Deal Flow Management: Beyond the Spreadsheet Pipeline
Spreadsheet deal trackers worked for your first 50 companies. They fall apart at 200. Here's how to build a real deal flow management system with kanban stages, scoring frameworks, and analytics.
Michael Kaufman
Founder, Archstone
Every emerging GP starts the same way: a Google Sheet with company names, a few columns for stage and notes, and maybe some conditional formatting to distinguish "Active" from "Passed." It works. For a while.

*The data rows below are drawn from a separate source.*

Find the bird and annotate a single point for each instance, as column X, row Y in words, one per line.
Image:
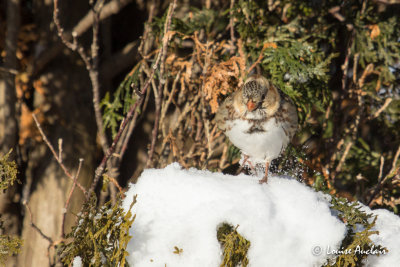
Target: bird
column 260, row 120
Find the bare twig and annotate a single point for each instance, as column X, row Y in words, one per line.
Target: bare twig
column 34, row 226
column 69, row 175
column 91, row 63
column 389, row 175
column 111, row 8
column 69, row 197
column 163, row 53
column 133, row 110
column 60, row 149
column 8, row 70
column 381, row 109
column 231, row 24
column 343, row 158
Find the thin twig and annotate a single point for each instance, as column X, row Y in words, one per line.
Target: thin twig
column 163, row 53
column 382, row 181
column 91, row 63
column 60, row 149
column 69, row 197
column 93, row 69
column 231, row 24
column 34, row 226
column 343, row 158
column 381, row 109
column 111, row 8
column 101, row 168
column 69, row 175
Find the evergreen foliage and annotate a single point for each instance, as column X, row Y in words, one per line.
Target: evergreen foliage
column 101, row 235
column 339, row 63
column 234, row 245
column 359, row 226
column 8, row 172
column 8, row 175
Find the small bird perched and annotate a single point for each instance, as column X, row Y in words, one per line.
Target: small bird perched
column 259, row 119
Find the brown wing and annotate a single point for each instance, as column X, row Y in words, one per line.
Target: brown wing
column 222, row 114
column 288, row 116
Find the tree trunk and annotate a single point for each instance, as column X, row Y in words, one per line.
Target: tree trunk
column 64, row 100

The problem emerges somewhere around deal 50-100. Your spreadsheet has become a graveyard of half-updated rows, unclear statuses, and notes that made sense three months ago but are now cryptic. You're scrolling through 200 rows to find the company you met last week. Your "pipeline review" consists of scanning a spreadsheet and trying to remember what happened with each deal.
This is not a deal flow management system. It's a list. And lists don't scale.

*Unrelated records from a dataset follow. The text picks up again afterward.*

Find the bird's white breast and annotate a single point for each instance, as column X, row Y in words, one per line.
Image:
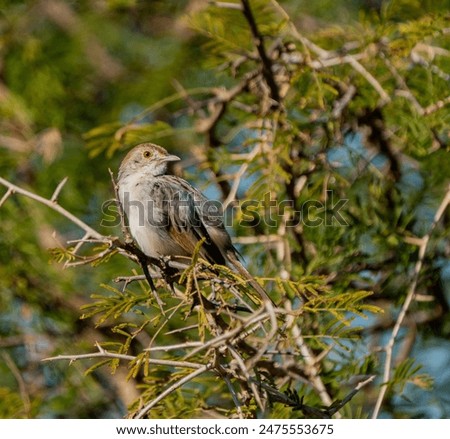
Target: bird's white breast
column 145, row 219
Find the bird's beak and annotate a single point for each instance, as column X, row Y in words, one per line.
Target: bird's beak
column 170, row 158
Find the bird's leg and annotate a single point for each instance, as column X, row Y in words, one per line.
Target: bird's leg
column 143, row 262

Why Spreadsheets Fail for Deal Flow
The fundamental issue is that deal flow is a process, and spreadsheets are built for data storage, not process management. Here's where the mismatch becomes painful:
No Workflow Visualization
A spreadsheet shows you rows. It doesn't show you flow. You can't glance at a spreadsheet and immediately see how many deals are in screening vs. diligence vs. term sheet. You have to filter, sort, or count manually. And when you're in a partner meeting trying to discuss the pipeline, scrolling through a spreadsheet is not an impressive presentation.
No Temporal Context
When did you first meet this company? How long have they been in diligence? When was the last time someone updated this record? Spreadsheets don't track history. Every edit overwrites the previous state, so you lose the narrative of how a deal has progressed.
No Source Attribution
Where did this deal come from? Was it a referral from your LP? A cold inbound? A conference meeting? Source tracking is critical for understanding what's actually generating your best deals, but in a spreadsheet, it's an afterthought column that rarely gets filled in consistently.

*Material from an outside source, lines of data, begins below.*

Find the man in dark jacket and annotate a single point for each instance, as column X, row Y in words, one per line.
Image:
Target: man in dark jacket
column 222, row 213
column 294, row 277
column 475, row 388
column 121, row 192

No Scoring Standardization
How do you compare Deal A to Deal B? If your evaluation criteria live in your head and your notes are in free-text format, every comparison is subjective and inconsistent. Two deals might both be labeled "interesting" but for completely different reasons with completely different conviction levels.
The Kanban Approach
A kanban board organizes deals into visual columns representing pipeline stages. At a glance, you can see the distribution of your pipeline and identify bottlenecks or gaps.
Standard Pipeline Stages
Here's a pipeline structure that works for most emerging VC funds:
Sourced: Initial entry point. You've heard about the company or received a referral. Minimal information captured — company name, one-line description, source, and initial gut reaction.
Screening: You've done enough initial research to determine whether the company warrants a first meeting. This stage includes reviewing the deck (if available), checking the market, and basic founder research.
First Meeting: You've met the founders. Your notes from the meeting are captured, and you have an initial assessment of team, market, and product.
Deep Diligence: You're serious about this deal. You're conducting reference checks, customer calls, market analysis, financial review, and competitive landscape assessment. This is the most resource-intensive stage.
Investment Committee: The deal has passed diligence and is being presented for a final investment decision. For solo GPs, this might be your own formal review process. For partnerships, it's the IC meeting.
Term Sheet / Closing: You've decided to invest and are in the process of negotiating terms and closing the deal.
Closed / Portfolio: The investment is made. The deal moves from pipeline to portfolio.
Passed: You decided not to proceed. Critically, you record why — this builds institutional knowledge about your decision-making patterns.
Why Kanban Works
The visual structure of a kanban board provides several advantages:
Pipeline balance: If you have 50 deals in "Sourced" and 0 in "Screening," you know you're not processing fast enough. If you have 5 deals in "Deep Diligence" simultaneously, you know you're overcommitted and quality will suffer.
Velocity tracking: How long does the average deal spend in each stage? If deals are sitting in "Screening" for three weeks, you have a bottleneck. If deals move from "First Meeting" to "Passed" in 2 days, your screening is effective.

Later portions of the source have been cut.